With so much on the horizon for Fellowes and without a contract (yet) for more than six seasons, the end of Downton might be sooner than we all thought. As much as it pains me to think of a world without the Dowager Countess, it may actually be the best decision for the show. Six seasons is a solid run and it’s long enough to be established and wholly developed without being so long that it loses its luster. I like to call that the HBO model — nipping a show when it is still beloved and churning out great episodes.

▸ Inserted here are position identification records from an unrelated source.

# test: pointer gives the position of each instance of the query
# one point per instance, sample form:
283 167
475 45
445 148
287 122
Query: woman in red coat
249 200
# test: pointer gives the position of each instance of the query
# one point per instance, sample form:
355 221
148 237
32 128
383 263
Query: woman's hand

Sure, fans will miss their favorite series, but it’s better than watching the characters you know and love die a slow, unnecessarily painful death (I’m looking at you, How I Met Your Mother, Weeds, and The Office). In the historical timeline of the show, Downton Abbey is inching towards an era when traditional British aristocracy, servants quarters, and “high society” changes drastically…or disappears completely. We’ve already started to see the Crawleys struggle to acquiesce to modernism and keep their farm alive as the times are a-changin’ around them. Downton Abbey without all of its pomp and circumstance wouldn’t be Downton Abbey. It might be best to end the show before it loses the reason we all started tuning in. Not that a show can’t evolve with the times its presenting (Mad Men), but its established universe can’t completely collapse, either.
As much as I would love to listen to Mrs. Hughes’ guide to life day in, and day out, all truly good shows must come to an end before they jump the proverbial shark, or in Downton’s case, more likely a pig.